Eileen St. Pierre, The Everyday Financial Planner
The failure of the House of Representatives to pass the initial Affordable Care Act (ACA) or Obamacare “repeal and replace” bill has left more questions than answers. As it stands now, the ACA is still in force. This means the individual mandate that requires all Americans to have health insurance still stands, unless you qualify for an exemption. However, an executive order signed on January 20 to reduce the burden of the ACA has made things a lot murkier.
You are now allowed to file a “silent” 2016 federal income tax return.
Before this executive order, the IRS was automatically rejecting 2016 returns where the taxpayer failed to indicate health insurance coverage. After the order, the IRS starting accepting “silent” returns where the box essentially goes unchecked. By not indicating whether or not you had mandated health insurance, taxpayers can avoid paying the penalty, also referred to as the shared responsibility payment. If you still plan on using a paid tax preparer to file your 2016 taxes (the deadline is April 18), keep in mind that not all preparers will file a silent return for you.
You are still required to pay the penalty.
Be prepared for the IRS to send you a notice, asking for more information regarding your health insurance coverage. You could also face an increased risk of audit. Depending on how the politics work out later this year, you may still have to pay the penalty. The IRS is not allowed to garnish your wages if you do not pay it, but they can deduct it from future tax refunds.
The penalty for not having coverage in 2016 can be steep.

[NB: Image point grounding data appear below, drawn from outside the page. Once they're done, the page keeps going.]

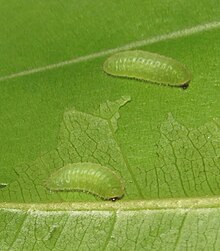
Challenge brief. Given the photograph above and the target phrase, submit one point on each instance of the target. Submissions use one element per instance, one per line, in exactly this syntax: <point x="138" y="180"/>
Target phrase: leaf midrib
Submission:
<point x="133" y="205"/>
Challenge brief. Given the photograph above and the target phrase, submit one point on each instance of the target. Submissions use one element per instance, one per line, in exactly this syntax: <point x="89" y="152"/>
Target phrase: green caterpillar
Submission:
<point x="87" y="177"/>
<point x="147" y="66"/>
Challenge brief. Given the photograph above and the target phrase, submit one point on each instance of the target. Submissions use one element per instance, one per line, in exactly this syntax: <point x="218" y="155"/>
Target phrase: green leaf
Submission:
<point x="164" y="142"/>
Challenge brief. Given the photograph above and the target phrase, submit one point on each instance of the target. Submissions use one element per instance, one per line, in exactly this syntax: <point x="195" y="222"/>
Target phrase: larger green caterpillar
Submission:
<point x="147" y="66"/>
<point x="87" y="177"/>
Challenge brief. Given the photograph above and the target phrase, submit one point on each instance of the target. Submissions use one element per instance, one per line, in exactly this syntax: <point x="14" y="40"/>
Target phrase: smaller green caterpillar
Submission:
<point x="148" y="66"/>
<point x="87" y="177"/>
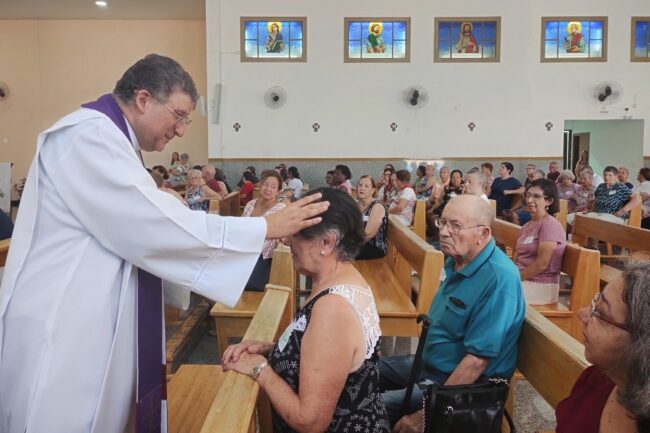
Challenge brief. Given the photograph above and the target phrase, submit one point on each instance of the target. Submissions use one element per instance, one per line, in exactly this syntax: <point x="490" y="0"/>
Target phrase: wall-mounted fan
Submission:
<point x="415" y="97"/>
<point x="608" y="92"/>
<point x="275" y="97"/>
<point x="4" y="91"/>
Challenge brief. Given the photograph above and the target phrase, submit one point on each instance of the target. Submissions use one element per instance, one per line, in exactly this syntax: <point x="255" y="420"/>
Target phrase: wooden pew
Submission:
<point x="419" y="226"/>
<point x="233" y="322"/>
<point x="633" y="239"/>
<point x="207" y="400"/>
<point x="549" y="359"/>
<point x="390" y="279"/>
<point x="579" y="263"/>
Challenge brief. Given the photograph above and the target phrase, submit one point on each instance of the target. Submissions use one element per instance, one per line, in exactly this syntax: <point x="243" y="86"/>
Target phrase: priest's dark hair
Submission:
<point x="159" y="75"/>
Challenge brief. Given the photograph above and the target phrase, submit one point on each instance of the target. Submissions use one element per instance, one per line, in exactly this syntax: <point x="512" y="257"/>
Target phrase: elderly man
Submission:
<point x="476" y="315"/>
<point x="207" y="174"/>
<point x="81" y="317"/>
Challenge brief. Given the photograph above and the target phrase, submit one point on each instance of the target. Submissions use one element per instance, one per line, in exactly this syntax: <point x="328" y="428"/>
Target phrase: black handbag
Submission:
<point x="474" y="408"/>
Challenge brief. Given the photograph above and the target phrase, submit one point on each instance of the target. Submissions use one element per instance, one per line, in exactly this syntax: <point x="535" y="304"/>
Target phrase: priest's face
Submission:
<point x="161" y="121"/>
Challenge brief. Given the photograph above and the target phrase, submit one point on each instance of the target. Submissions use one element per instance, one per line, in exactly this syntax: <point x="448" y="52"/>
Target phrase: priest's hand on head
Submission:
<point x="295" y="217"/>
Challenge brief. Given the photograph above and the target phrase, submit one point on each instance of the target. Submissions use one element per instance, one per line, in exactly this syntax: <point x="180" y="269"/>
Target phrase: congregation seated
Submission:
<point x="519" y="214"/>
<point x="624" y="177"/>
<point x="208" y="173"/>
<point x="198" y="194"/>
<point x="502" y="187"/>
<point x="613" y="394"/>
<point x="453" y="189"/>
<point x="553" y="172"/>
<point x="541" y="244"/>
<point x="567" y="189"/>
<point x="294" y="183"/>
<point x="385" y="185"/>
<point x="403" y="203"/>
<point x="475" y="184"/>
<point x="160" y="183"/>
<point x="221" y="177"/>
<point x="322" y="374"/>
<point x="268" y="203"/>
<point x="341" y="178"/>
<point x="477" y="314"/>
<point x="644" y="193"/>
<point x="375" y="220"/>
<point x="247" y="187"/>
<point x="180" y="166"/>
<point x="613" y="199"/>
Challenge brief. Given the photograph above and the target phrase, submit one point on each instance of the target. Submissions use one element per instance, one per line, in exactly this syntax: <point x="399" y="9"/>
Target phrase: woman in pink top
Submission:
<point x="405" y="199"/>
<point x="541" y="245"/>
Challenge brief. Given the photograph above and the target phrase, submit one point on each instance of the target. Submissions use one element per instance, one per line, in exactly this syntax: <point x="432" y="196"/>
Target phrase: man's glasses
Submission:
<point x="594" y="312"/>
<point x="453" y="226"/>
<point x="180" y="120"/>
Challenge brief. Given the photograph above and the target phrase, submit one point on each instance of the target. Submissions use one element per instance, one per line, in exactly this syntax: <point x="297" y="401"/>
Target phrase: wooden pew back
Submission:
<point x="419" y="226"/>
<point x="408" y="252"/>
<point x="234" y="406"/>
<point x="549" y="358"/>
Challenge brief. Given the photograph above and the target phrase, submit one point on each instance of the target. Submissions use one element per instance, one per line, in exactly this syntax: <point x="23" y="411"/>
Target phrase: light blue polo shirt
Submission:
<point x="479" y="310"/>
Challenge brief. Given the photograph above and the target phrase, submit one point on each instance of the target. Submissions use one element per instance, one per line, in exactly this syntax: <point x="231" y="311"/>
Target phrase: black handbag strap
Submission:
<point x="417" y="362"/>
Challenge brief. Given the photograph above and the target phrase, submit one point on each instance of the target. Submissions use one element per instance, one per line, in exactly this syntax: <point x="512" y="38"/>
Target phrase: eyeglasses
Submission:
<point x="180" y="120"/>
<point x="536" y="196"/>
<point x="594" y="312"/>
<point x="452" y="226"/>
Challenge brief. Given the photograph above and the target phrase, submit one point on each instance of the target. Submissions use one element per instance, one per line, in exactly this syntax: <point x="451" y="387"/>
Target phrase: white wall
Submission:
<point x="509" y="101"/>
<point x="613" y="142"/>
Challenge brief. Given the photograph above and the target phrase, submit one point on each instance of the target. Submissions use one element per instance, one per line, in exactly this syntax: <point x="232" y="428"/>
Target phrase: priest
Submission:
<point x="81" y="329"/>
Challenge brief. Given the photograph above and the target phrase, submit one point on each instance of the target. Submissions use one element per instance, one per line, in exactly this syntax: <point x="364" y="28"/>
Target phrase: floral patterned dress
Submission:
<point x="360" y="408"/>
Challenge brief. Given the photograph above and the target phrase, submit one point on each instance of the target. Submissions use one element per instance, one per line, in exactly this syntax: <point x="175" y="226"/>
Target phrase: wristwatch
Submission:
<point x="257" y="370"/>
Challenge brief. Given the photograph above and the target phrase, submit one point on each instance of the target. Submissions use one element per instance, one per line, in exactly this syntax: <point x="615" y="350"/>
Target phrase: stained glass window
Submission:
<point x="640" y="51"/>
<point x="377" y="39"/>
<point x="273" y="39"/>
<point x="574" y="39"/>
<point x="467" y="39"/>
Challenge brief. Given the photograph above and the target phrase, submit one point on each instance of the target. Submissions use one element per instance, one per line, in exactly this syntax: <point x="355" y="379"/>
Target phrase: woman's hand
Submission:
<point x="233" y="352"/>
<point x="245" y="363"/>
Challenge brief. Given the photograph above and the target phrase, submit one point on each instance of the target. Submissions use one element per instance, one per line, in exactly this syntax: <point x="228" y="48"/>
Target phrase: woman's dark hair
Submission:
<point x="159" y="75"/>
<point x="403" y="176"/>
<point x="274" y="174"/>
<point x="488" y="166"/>
<point x="549" y="189"/>
<point x="343" y="217"/>
<point x="293" y="171"/>
<point x="645" y="173"/>
<point x="345" y="170"/>
<point x="162" y="170"/>
<point x="635" y="397"/>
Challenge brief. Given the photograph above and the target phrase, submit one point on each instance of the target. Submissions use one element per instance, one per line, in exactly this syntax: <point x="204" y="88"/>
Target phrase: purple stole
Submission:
<point x="151" y="379"/>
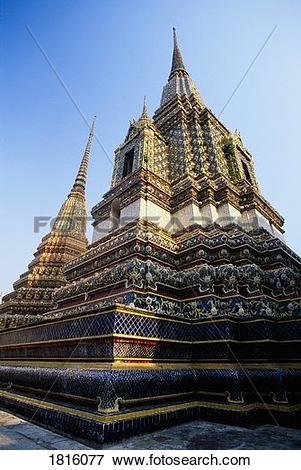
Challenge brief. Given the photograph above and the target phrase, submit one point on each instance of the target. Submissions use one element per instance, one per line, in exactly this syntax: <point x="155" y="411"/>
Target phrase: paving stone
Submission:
<point x="16" y="433"/>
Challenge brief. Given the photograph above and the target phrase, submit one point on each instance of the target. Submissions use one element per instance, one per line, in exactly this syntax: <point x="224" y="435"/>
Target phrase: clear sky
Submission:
<point x="110" y="53"/>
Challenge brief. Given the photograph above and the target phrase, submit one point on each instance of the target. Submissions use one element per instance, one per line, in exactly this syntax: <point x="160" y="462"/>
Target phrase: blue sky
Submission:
<point x="110" y="53"/>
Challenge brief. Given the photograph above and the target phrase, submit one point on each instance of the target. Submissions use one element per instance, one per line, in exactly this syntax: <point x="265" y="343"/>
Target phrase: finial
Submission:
<point x="177" y="60"/>
<point x="81" y="178"/>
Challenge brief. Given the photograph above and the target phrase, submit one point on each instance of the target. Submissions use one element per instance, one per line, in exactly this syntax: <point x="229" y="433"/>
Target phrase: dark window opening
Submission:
<point x="115" y="214"/>
<point x="246" y="171"/>
<point x="128" y="163"/>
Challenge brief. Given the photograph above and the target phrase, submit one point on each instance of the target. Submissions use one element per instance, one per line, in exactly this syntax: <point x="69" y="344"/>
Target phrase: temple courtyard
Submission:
<point x="16" y="433"/>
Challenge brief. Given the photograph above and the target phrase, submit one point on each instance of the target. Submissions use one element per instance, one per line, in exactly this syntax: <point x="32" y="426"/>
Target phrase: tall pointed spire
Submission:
<point x="144" y="111"/>
<point x="67" y="239"/>
<point x="81" y="177"/>
<point x="179" y="81"/>
<point x="177" y="59"/>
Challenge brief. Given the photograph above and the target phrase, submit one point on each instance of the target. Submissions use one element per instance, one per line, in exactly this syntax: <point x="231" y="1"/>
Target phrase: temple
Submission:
<point x="32" y="295"/>
<point x="187" y="302"/>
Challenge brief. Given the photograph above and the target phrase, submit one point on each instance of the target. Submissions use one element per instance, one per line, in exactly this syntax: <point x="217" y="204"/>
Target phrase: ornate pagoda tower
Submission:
<point x="186" y="304"/>
<point x="32" y="294"/>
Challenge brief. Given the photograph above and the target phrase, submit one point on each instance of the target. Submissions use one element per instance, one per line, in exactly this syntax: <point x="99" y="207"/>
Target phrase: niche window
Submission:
<point x="128" y="163"/>
<point x="115" y="214"/>
<point x="246" y="171"/>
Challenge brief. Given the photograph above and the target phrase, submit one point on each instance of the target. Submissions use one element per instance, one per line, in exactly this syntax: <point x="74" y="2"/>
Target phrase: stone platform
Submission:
<point x="16" y="434"/>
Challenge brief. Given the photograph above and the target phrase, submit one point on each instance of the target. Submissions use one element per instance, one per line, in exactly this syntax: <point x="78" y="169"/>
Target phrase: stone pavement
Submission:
<point x="18" y="434"/>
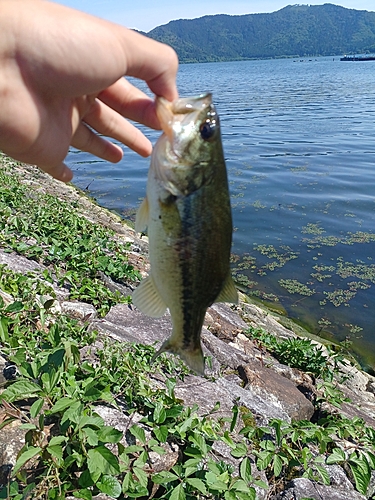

The penalty is calculated two different ways – per person or as a % of income. You pay the higher amount:
- $695 per adult + $347.50 per child under age 18, up to a maximum of $2085
- 2.5% of household income, up to a maximum of the yearly premium for the national average price of a Bronze plan sold through the Marketplace
Expect things to get even more confusing as the open enrollment period for 2018 approaches this fall. I will do my best to keep you up to date.